Earlier today, an LTL sales executive told me that there is a significant influx of truck brokerage players that are active in the LTL market, which is reducing margins for carriers that are “struggling for pennies.” What’s more, the LTL executive said it is fair to estimate that brokers are selling 25 percent of total LTL loads today and that figure is rising.
The proliferation of brokerages on the LTL side, according to the executive, has more to do with a slow economy and overcapacity.
“The poor economy drives customers to seek cheaper rates,” he said, “and overcapacity drives carriers to offer lower rates to fill capacity. Those two things together put the third party in the middle, and third parties are doing an effective job of making our money their money. We are allowing them to do that as a collective carrier group.”
When asked about the disparity between what an LTL carrier receives for a load compare to what a broker receives for a load, the executive said that publicly traded LTL carrier operating margins are in the low 100s range, while on the transactional side brokerages had margins that averaged 12 percent.
This, he said, gives an indication that carriers are more and more buying into broker’s cheap rates in order to get volume, with brokers subsequently marking those rates up to shippers.
“3PLs/brokerages get paid, because they bring these TMS (transportation management systems) in and consolidate the look of all the carriers—LTL and truckload alike—that a small shipper would use and it appears to be more efficient from for a shipper,” he said. “It may be, and that is an advantage they have over us as carriers, because we are such a fractured industry and that makes us vulnerable.”
A 3PL executive with an active trucking brokerage told the LTL executive that 50 percent of LTL company revenues that offers better margins to carriers, meaning that half of the business represents variable costs—or the costs of doing business.

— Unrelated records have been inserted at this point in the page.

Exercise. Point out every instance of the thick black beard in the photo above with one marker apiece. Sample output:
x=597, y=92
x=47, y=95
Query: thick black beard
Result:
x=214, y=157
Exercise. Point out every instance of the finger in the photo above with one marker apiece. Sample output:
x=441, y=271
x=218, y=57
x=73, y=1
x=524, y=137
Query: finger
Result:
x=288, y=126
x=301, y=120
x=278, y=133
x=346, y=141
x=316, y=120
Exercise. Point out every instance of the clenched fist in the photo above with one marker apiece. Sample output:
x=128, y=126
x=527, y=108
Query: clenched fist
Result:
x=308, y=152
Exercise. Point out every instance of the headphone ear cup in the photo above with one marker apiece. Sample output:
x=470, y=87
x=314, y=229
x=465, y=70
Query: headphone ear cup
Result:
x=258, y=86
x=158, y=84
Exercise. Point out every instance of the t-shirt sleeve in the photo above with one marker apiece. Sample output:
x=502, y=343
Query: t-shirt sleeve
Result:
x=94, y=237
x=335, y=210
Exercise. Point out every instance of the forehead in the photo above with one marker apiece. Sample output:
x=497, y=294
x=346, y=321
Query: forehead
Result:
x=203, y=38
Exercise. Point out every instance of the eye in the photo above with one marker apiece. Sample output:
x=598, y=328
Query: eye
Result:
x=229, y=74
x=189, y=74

The other half, of course, represents profits, much of which comes from smaller customers that often do not have contractual—or lower rates—than larger shippers with more freight to haul. Subsequently, this is a major driver in small shippers turning to brokers to find cheaper loads.

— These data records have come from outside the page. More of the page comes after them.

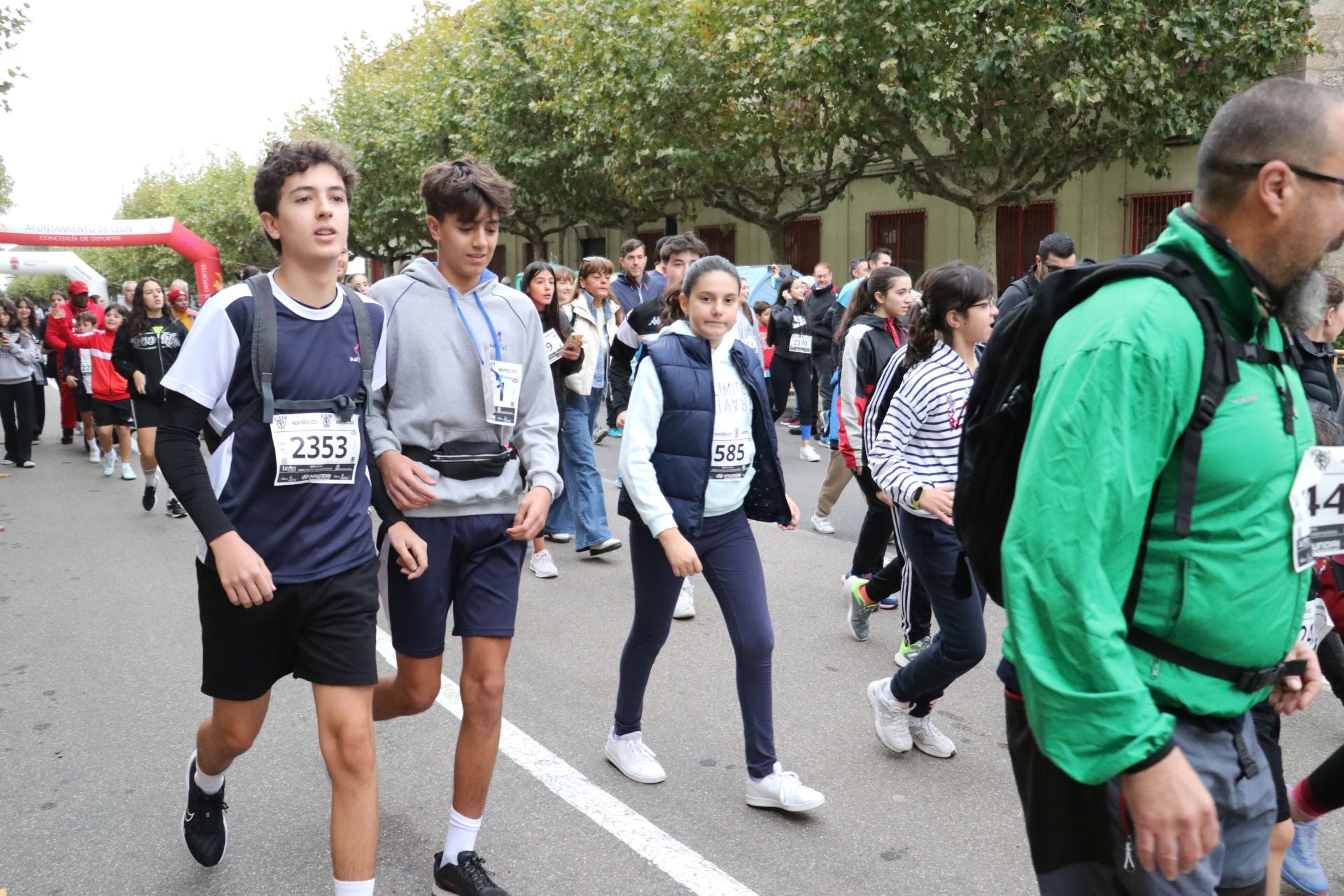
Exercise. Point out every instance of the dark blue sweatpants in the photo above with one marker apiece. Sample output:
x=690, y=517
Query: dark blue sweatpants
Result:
x=958, y=605
x=733, y=568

“What this indicates to me is that smaller shippers are targeting securing loads more through brokerages and more third parties are going to ‘commoditize’ LTL, and LTLs will really be working for third parties in the future, as opposed to being an independent industry as they are today,” said the LTL executive.

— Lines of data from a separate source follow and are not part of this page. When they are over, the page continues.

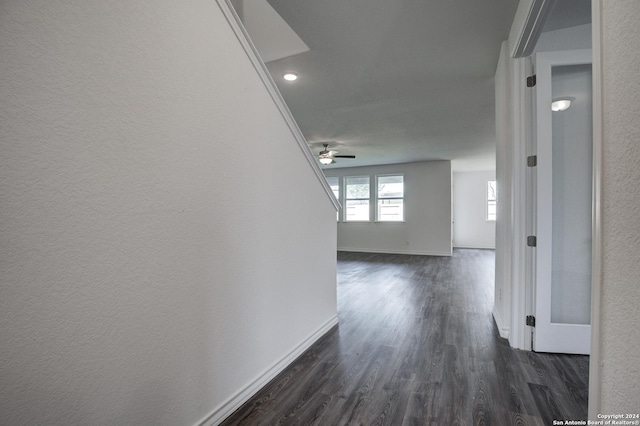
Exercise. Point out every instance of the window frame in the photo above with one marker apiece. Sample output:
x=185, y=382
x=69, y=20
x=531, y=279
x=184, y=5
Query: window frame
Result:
x=378, y=198
x=345, y=205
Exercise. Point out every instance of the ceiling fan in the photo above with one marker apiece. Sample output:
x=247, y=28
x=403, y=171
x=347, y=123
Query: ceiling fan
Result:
x=326, y=157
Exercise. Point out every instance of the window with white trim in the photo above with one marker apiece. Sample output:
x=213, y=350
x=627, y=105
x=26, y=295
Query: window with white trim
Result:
x=334, y=184
x=357, y=196
x=390, y=198
x=492, y=200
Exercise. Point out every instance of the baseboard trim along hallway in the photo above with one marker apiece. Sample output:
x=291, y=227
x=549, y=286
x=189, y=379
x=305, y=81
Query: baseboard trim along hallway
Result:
x=246, y=393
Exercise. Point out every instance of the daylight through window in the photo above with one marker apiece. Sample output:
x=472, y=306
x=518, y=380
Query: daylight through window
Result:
x=390, y=198
x=357, y=197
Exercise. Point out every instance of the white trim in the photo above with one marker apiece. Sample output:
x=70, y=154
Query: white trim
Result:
x=384, y=251
x=519, y=333
x=595, y=363
x=529, y=21
x=475, y=247
x=227, y=408
x=502, y=330
x=243, y=37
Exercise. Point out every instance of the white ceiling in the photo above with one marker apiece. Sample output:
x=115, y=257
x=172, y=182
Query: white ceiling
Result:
x=396, y=81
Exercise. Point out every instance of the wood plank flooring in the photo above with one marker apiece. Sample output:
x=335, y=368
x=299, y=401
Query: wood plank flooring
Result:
x=417, y=345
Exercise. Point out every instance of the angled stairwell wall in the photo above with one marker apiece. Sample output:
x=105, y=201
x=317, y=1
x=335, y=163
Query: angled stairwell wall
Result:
x=166, y=247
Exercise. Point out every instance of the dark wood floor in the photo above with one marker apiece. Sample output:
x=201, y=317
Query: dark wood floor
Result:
x=416, y=345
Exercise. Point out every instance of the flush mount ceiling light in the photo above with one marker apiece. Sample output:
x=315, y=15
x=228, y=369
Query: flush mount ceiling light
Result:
x=560, y=104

This current situation makes for a very interesting dynamic in that when looking at various utilities and services that have been deregulated—like airlines—and the fallout, with many airlines either leaving the industry or going bankrupt.
Our conversation changed course a bit when I noted that it seems apparent that LTLs have much better pricing power now than they did back in 2009, when many chased volume in exchange for lower rates—a strategy that was not viewed as a success and saw many shippers turning to brokerages in search of even lower rates. And I asked if this made for an exasperating situation for LTL carriers.
Here is his answer: “Yes. It was because our industry has no response to it, and we are sitting there watching it happen before our eyes. It was like watching a river overflow and not being able to do anything about it.”
And while using truck brokerages appeals to shippers’ high-level executives, LTL carriers tend to deal more with traffic managers and people in similar positions whose bonuses and evaluations are based to a degree on discounts.
Brokerages, he said, are rolling out TMS and audit pay features in conjunction with low rates, which appeals to shippers. This, in turn, leaves carriers defenseless to an extent, as they don’t have things like TMS which pulls all modes together, and they also have to remain separate as an industry for many reasons, with antitrust being the biggest, according to the LTL executive.
“We cannot talk pricing together with other LTLs but you have brokers using other brokers about pricing when they find a customer that can fit the carrier program and can save money,” he said. “Brokers selling down to other brokers is happening all the time. And when you Google ‘cheap LTL rates’ it opens up a whole different world for LTL.”